For weeks, Congressman Paul Ryan has been praised for being innovative, responsible and even courageous for his analysis of the nation's fiscal problems.
Nobel Prize winning economist Paul Krugman has a more critical view writing that the Ryan's Roadmap wouldn't balance the budget, but would provide a windfall to the wealthiest Americans while privatizing Social Security. We've seen these kind of Robin Hood of the Rich policies before and they are hardly courageous. They might not help main street, but they are sure to please Goldman Sachs.
Naturally, Ryan’s response to these revelations has been a hissy fit. The Center on Budget and Policy Priorities — which has always, in my experience, been impeccably honest and careful in its work — does the point by point rebuttal.
But I’d like to follow up on small but revealing point: Ryan’s claim that diverting a substantial share of payroll taxes receipts into individual accounts does not constitute partial privatization of Social Security You see, there’s a history here.
Back when the Cato Institute first began pushing for individual Social Security accounts, it called its push, well, The Project on Social Security Privatization. As the Bush administration got ready to make its privatization push, however, it became clear that “privatization” polled badly. So the project was renamed The Project on Social Security Choice. And Republicans began bristling at any suggestions that they were proposing privatization, calling that a slander.

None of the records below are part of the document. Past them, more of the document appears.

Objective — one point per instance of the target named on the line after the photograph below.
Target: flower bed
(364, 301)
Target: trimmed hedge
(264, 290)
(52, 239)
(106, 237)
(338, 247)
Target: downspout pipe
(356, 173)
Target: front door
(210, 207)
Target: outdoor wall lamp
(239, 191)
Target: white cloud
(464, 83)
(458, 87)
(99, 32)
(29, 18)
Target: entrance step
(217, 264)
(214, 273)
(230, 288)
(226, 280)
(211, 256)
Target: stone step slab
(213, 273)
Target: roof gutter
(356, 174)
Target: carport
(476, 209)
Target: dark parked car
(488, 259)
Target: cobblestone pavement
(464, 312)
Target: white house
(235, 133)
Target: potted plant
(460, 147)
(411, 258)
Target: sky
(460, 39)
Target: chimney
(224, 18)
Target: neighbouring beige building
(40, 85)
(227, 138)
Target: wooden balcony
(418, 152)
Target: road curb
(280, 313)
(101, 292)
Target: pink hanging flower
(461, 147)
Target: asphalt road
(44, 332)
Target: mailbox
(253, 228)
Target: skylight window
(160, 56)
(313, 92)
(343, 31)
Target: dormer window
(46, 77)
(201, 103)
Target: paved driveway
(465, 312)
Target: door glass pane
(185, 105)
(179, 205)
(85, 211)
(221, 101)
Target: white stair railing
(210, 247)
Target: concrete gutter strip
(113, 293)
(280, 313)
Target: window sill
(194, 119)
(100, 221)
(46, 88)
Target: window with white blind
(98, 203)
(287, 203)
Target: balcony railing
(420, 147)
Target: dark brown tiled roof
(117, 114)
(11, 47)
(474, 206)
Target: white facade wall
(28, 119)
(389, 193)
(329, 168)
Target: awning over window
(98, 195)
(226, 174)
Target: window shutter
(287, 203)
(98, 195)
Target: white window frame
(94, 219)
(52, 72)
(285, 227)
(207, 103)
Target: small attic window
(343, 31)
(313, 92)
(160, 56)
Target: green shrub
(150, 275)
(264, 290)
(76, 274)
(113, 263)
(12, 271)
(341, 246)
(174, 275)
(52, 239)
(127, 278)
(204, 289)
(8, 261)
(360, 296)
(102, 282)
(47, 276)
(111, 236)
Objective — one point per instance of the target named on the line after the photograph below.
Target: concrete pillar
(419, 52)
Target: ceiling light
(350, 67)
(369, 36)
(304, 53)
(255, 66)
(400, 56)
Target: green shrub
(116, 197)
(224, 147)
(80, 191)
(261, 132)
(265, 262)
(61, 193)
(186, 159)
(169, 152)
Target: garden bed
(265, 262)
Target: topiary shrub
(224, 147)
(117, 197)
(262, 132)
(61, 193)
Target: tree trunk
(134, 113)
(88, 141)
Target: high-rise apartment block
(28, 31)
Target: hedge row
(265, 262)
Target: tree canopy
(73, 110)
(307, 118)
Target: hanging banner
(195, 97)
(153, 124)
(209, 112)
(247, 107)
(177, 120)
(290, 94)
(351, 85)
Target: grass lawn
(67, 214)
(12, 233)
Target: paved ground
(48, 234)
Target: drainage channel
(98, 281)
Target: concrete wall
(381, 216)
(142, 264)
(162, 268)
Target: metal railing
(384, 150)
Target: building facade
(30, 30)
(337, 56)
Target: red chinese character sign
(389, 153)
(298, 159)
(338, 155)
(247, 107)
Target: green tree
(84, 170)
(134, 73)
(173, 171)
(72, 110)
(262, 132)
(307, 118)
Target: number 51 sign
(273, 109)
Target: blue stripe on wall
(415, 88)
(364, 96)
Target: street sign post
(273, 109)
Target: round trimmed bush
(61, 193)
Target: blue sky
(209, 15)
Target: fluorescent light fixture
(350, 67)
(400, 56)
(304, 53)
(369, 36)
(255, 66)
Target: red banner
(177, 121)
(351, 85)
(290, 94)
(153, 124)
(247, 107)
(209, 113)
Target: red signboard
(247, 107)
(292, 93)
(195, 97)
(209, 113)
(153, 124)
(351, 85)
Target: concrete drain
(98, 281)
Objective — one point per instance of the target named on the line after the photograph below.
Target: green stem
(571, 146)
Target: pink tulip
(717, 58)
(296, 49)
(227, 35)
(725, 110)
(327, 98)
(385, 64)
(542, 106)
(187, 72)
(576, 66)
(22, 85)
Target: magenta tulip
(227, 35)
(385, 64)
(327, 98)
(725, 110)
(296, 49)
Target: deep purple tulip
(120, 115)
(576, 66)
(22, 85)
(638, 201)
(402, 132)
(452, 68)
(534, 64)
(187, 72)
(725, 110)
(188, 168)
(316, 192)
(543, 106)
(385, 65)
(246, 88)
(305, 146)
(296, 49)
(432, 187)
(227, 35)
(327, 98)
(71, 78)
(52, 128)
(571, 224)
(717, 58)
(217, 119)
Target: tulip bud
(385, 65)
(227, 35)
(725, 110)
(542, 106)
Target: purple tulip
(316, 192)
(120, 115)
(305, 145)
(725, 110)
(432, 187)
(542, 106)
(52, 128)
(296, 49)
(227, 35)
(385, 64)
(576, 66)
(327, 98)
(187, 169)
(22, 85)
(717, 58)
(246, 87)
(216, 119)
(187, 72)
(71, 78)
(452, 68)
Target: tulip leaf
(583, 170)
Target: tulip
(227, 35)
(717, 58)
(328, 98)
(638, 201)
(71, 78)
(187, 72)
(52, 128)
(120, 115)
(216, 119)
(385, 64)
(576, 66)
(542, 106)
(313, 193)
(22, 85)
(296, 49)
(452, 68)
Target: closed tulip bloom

Really.
Wait, it gets better. Cato engaged in Orwellian tactics — deleting the term “privatization” from older web posts and even from records of old conferences. But they were sloppy; there were traces of the true history throughout. I don’t know if they’re still continuing the practice.
In any case, Ryan’s attempt to deny that what his own movement used to call privatization is, in fact, privatization should settle the question of his sincerity.